Şimdiki şampiyonun yıllar önce nasıl ve hangi şartlarda "küme düşürüldüğü" hatırlanırsa, yıllardan beri süregelen "Teksas-Çarşı" kavgasının bütün tribünlere sirayet ettiği, deplasmana taraftar dahi götürülemediği, hatta bu durumun pankartlar halinde tribünlerde yer bulduğu günler artık geride kaldı..
Müjdeler olsun.. Büyük barış sağlandı ve önümüzdeki sezondan sonra hem Dolmabahçe'de, hem de Heykel'de statlar daha bir şenlenecek.. Siyahın yanında yeşil olacak.. Ortak renkleri ise beyaz..

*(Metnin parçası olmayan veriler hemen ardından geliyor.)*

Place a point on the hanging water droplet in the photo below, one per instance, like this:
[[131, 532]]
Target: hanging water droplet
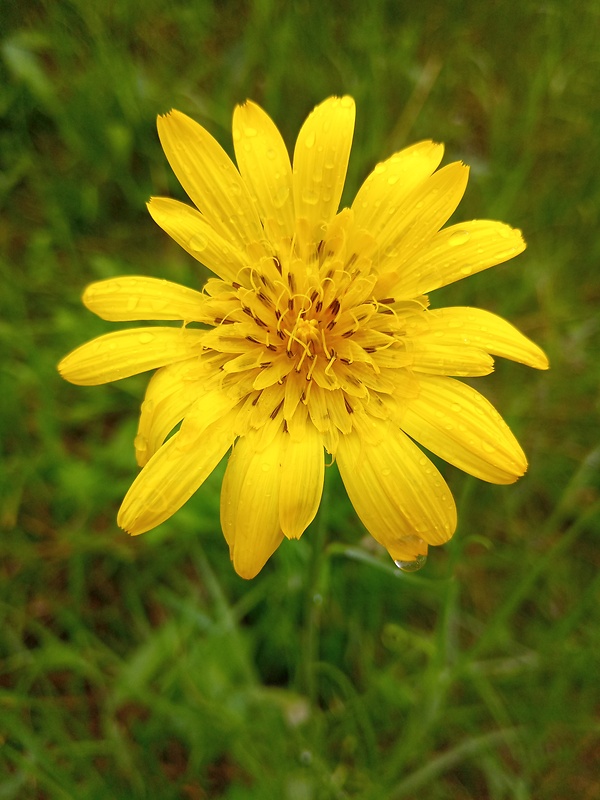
[[412, 566], [458, 238]]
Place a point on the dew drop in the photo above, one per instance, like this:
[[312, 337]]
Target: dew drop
[[140, 443], [310, 196], [458, 238], [281, 196], [198, 243], [412, 566]]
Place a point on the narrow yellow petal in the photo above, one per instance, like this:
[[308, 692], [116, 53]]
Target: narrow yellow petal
[[264, 164], [123, 353], [392, 181], [172, 476], [171, 392], [302, 474], [442, 358], [139, 298], [250, 503], [395, 489], [320, 163], [454, 253], [464, 325], [407, 226], [192, 232], [458, 424], [210, 178]]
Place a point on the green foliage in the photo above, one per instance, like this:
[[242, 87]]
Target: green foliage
[[144, 668]]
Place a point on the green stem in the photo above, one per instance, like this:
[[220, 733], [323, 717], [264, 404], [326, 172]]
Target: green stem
[[314, 599]]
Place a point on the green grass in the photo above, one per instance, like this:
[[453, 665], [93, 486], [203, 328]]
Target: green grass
[[145, 668]]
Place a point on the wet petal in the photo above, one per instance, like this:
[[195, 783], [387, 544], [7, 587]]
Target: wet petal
[[320, 163], [171, 392], [407, 226], [396, 491], [210, 178], [265, 166], [392, 181], [454, 253], [474, 326], [250, 503], [302, 475], [124, 353], [458, 424], [192, 232], [172, 476], [139, 298], [435, 358]]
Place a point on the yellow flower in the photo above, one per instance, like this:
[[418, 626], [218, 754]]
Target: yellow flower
[[316, 336]]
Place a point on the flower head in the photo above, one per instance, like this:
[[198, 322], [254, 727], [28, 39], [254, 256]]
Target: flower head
[[316, 336]]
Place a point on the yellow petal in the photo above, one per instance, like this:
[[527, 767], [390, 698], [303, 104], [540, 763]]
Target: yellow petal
[[392, 181], [210, 178], [406, 226], [456, 252], [171, 392], [395, 489], [135, 298], [320, 163], [172, 476], [302, 474], [458, 424], [481, 329], [192, 232], [250, 503], [435, 358], [264, 164], [124, 353]]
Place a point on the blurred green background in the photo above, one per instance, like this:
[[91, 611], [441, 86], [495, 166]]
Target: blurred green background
[[145, 668]]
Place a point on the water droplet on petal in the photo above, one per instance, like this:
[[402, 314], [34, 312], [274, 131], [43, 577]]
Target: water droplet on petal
[[458, 238], [198, 243], [310, 196], [412, 566]]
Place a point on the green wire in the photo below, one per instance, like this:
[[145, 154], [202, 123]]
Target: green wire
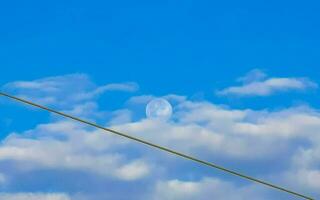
[[159, 147]]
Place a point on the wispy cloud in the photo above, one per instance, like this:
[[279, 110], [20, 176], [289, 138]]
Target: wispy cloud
[[61, 148], [255, 83], [33, 196], [65, 90]]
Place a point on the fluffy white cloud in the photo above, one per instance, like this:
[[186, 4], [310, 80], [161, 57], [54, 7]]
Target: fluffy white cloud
[[33, 196], [212, 132], [64, 90], [206, 189], [66, 145], [258, 86]]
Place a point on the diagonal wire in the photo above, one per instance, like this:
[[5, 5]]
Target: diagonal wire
[[188, 157]]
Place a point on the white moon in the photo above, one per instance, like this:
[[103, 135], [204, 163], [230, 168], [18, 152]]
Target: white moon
[[159, 108]]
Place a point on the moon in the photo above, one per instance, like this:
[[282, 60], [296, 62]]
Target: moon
[[159, 108]]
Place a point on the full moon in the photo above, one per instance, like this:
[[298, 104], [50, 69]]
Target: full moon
[[159, 108]]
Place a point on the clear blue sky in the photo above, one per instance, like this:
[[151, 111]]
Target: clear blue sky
[[197, 49]]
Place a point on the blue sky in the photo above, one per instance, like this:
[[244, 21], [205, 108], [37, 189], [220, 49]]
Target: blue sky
[[239, 75]]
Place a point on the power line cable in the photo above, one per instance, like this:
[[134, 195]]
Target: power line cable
[[188, 157]]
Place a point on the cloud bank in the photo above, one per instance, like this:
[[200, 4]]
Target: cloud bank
[[255, 83], [79, 162]]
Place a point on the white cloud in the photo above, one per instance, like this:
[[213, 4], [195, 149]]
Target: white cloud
[[33, 196], [78, 149], [143, 99], [255, 85], [209, 131], [64, 90], [205, 189]]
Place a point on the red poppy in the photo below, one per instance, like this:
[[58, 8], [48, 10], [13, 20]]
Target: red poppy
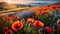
[[17, 25], [58, 6], [58, 25], [38, 24], [30, 20], [17, 17], [5, 16], [52, 7], [8, 32], [46, 8], [5, 28], [50, 30], [10, 18]]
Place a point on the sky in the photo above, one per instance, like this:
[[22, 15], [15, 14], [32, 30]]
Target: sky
[[29, 1]]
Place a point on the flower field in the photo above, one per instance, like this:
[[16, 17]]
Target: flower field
[[44, 20]]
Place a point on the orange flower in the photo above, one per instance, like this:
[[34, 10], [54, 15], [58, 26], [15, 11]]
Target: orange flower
[[5, 28], [30, 20], [5, 16], [46, 8], [58, 25], [50, 30], [10, 18], [8, 32], [17, 17], [17, 25], [38, 24], [53, 7]]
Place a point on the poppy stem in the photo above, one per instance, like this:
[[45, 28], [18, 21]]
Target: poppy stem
[[57, 27]]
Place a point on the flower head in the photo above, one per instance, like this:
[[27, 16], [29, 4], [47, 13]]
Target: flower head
[[5, 28], [58, 25], [10, 18], [8, 32], [44, 29], [30, 20], [58, 16], [50, 30], [55, 24], [38, 24], [17, 25]]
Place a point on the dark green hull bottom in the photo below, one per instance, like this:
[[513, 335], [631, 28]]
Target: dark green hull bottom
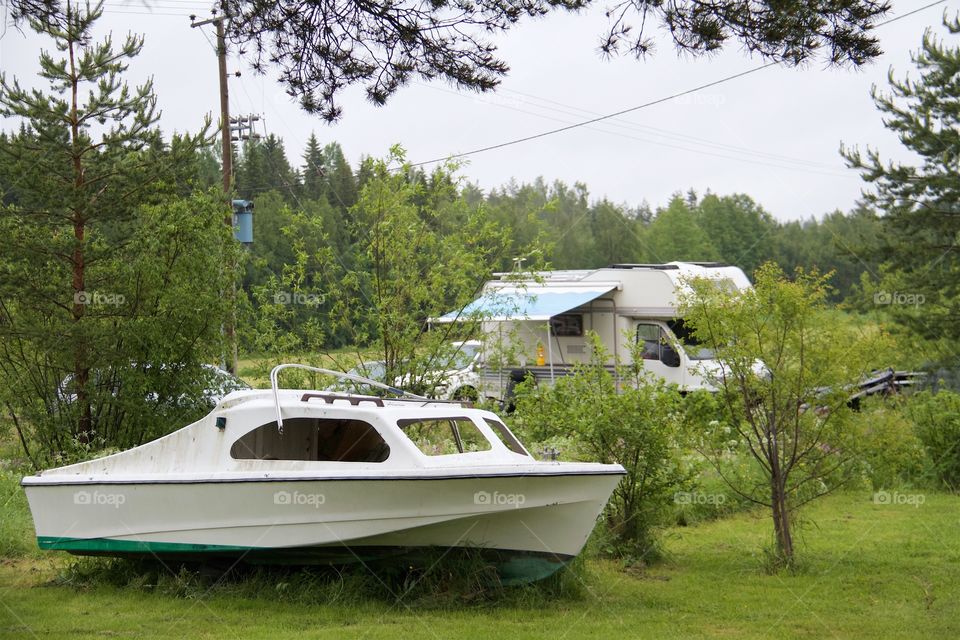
[[513, 567]]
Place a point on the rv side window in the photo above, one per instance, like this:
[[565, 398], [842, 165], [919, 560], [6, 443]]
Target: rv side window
[[444, 436], [649, 336], [507, 438], [313, 439]]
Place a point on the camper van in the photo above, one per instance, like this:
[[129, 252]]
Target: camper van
[[538, 326]]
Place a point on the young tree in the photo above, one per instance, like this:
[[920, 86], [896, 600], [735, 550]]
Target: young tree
[[920, 203], [785, 366], [413, 263], [93, 260]]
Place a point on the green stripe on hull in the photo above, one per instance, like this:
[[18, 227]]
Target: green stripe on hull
[[514, 567], [107, 545]]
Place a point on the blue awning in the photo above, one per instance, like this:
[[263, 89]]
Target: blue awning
[[536, 302]]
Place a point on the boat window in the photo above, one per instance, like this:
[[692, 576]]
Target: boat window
[[313, 439], [443, 436], [508, 439]]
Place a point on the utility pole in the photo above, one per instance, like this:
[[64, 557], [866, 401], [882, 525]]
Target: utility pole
[[242, 126], [229, 330]]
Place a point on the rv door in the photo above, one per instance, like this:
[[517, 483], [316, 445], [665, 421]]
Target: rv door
[[659, 352]]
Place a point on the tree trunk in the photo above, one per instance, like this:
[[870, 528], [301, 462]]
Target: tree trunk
[[781, 517], [81, 368]]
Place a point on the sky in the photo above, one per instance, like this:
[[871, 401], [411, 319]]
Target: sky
[[773, 135]]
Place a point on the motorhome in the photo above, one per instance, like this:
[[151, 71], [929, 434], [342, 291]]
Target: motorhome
[[538, 325]]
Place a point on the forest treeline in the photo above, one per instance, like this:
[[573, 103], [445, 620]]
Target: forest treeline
[[569, 228]]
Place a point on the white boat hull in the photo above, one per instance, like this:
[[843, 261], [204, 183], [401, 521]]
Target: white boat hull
[[549, 514]]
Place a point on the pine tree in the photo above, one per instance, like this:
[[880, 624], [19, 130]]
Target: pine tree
[[88, 256], [314, 170], [920, 203]]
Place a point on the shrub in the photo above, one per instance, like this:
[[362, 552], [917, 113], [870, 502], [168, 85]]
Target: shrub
[[888, 448], [639, 426], [936, 420]]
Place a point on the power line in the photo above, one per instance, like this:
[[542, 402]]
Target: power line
[[719, 150], [674, 96]]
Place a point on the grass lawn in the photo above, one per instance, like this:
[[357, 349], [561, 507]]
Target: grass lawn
[[869, 571]]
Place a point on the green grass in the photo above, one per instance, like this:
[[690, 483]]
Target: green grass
[[867, 571]]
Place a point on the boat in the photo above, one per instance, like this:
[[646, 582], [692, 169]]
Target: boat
[[284, 476]]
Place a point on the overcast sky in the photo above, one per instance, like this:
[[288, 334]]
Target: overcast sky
[[773, 135]]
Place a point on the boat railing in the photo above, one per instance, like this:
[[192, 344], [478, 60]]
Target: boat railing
[[405, 396]]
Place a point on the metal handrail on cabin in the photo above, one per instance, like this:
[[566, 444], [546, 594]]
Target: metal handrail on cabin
[[336, 374]]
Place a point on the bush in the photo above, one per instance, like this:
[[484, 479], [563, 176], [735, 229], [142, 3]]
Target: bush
[[889, 450], [641, 427], [16, 527], [936, 421]]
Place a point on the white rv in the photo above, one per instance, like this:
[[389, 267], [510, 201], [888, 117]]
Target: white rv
[[538, 326]]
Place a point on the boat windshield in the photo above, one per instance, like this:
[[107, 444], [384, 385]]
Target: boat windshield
[[508, 439], [444, 436], [695, 350], [463, 357]]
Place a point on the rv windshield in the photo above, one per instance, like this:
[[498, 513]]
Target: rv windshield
[[695, 351]]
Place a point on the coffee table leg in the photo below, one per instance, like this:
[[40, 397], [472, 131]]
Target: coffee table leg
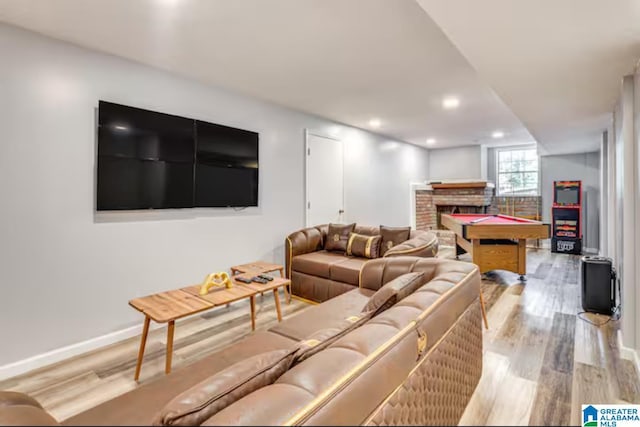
[[277, 299], [252, 300], [143, 343], [170, 329], [484, 312]]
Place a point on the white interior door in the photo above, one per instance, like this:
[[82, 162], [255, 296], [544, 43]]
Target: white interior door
[[325, 180]]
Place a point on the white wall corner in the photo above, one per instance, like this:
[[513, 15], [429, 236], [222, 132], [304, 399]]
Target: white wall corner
[[51, 357], [413, 187], [628, 353]]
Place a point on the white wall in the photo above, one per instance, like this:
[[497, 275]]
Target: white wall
[[67, 273], [624, 213], [586, 168], [455, 163]]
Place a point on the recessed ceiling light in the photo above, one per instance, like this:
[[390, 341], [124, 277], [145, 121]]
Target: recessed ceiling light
[[375, 123], [450, 102]]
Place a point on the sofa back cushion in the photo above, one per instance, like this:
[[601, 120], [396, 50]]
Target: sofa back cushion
[[202, 401], [325, 337], [392, 236], [338, 237], [394, 291], [364, 246]]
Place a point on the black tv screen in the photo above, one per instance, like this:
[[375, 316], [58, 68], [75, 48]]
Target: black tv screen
[[226, 166], [150, 160]]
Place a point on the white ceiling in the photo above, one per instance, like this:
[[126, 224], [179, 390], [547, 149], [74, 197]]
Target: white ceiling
[[557, 63], [347, 60]]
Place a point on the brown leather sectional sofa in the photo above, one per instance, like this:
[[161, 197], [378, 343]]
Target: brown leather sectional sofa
[[318, 275], [418, 362]]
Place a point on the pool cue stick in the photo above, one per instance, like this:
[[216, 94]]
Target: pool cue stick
[[475, 221]]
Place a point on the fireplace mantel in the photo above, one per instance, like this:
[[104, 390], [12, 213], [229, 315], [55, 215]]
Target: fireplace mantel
[[449, 197]]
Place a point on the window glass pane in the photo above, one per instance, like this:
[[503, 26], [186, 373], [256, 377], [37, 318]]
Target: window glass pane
[[531, 181], [517, 155], [517, 172], [503, 184]]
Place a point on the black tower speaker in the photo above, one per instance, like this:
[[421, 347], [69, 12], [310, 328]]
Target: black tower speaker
[[598, 284]]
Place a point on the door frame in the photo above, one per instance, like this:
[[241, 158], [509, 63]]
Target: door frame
[[308, 132]]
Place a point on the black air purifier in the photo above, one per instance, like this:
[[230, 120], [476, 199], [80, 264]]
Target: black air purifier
[[598, 284]]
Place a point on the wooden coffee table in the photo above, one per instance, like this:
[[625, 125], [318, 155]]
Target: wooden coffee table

Fenerbahçe, geçmişte de şampiyonlukları son haftalarda kaybetmiş veya son haftalarda kazanmıştır. Bu, ne bir ilk, ne de son olacaktır.
Ancak Fenerbahçe'nin tarihinde böylesine çetrefelli maçlar yoktur, birbirine yakarma ve yalaşmayla birlikte yılışma da yoktur. Geçtiğimiz sezon örneğinde yaşandığı gibi hiçbir iddiası olmadığı halde son hafta maçında Trabzonspor'u deplasmanda 2-1 mağlup ederek Sivasspor'un Şampiyonlar Ligine katılmasının önünü açmış, hiçbir dedikodunun da yapılmasına fırsat dahi vermemiştir.
Hani İslam Çupi'nin bir lafı vardır ya..
"Fenerbahçe büyüklüğü ne kupa, ne de şampiyonluk büyüklüğüdür. Fenerbahçe büyüklüğü, başka bir büyüklüktür. Adı konamaz.."
İşte o kadar..
Kendilerini "büyük sanıp ta her sezon biraz daha küçülenler düşünsün."